O LIVRE acompanha com preocupação os recentes acontecimentos na Junta de Freguesia de Vila do Conde, incluindo a reprovação das contas do exercício de 2025, as alegações sobre usos de fundos que levaram à renúncia do Presidente, assim como os episódios registados na reunião extraordinária da Assembleia de Freguesia do dia 6 de junho.
O LIVRE considera essencial que toda a informação para o esclarecimento da situação seja disponibilizada de maneira compreensível, por forma a ser avaliada com responsabilidade e com o objetivo de assegurar a estabilidade, a transparência e a confiança na democracia. Por isso, verificamos com apreensão a substituição no principal cargo por alguém com funções de tesouraria durante o período em que terão acontecido os factos que levaram à demissão do Presidente. A gestão pública e respetivo escrutínio devem ser encarados como uma oportunidade de fortalecimento da democracia local, com a aproximação das e dos fregueses aos espaços de cidadania representativa.
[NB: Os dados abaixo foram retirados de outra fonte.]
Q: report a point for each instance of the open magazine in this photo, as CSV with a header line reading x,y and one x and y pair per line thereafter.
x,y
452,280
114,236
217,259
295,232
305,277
É fundamental voltar a garantir o normal funcionamento da Junta de Freguesia e dos serviços de proximidade para que a população, as escolas, as associações, as famílias e todas as pessoas que dependem da ação da Junta não fiquem reféns de uma crise política ou institucional.
Vila do Conde precisa de instituições abertas, capazes de prestar contas e de colocar o interesse público acima de qualquer outra conveniência. Por isso o LIVRE defende maiores incentivos à participação dos cidadãos e cidadãs, quer pelo fortalecimento da autonomia das coletividades locais como pela completa divulgação e transparência dos trabalhos do Executivo e da Assembleia de freguesia. A democracia local fortalece-se com a comunidade e com compromisso, reiterando-se que o LIVRE fará um acompanhamento exigente aos trabalhos do executivo.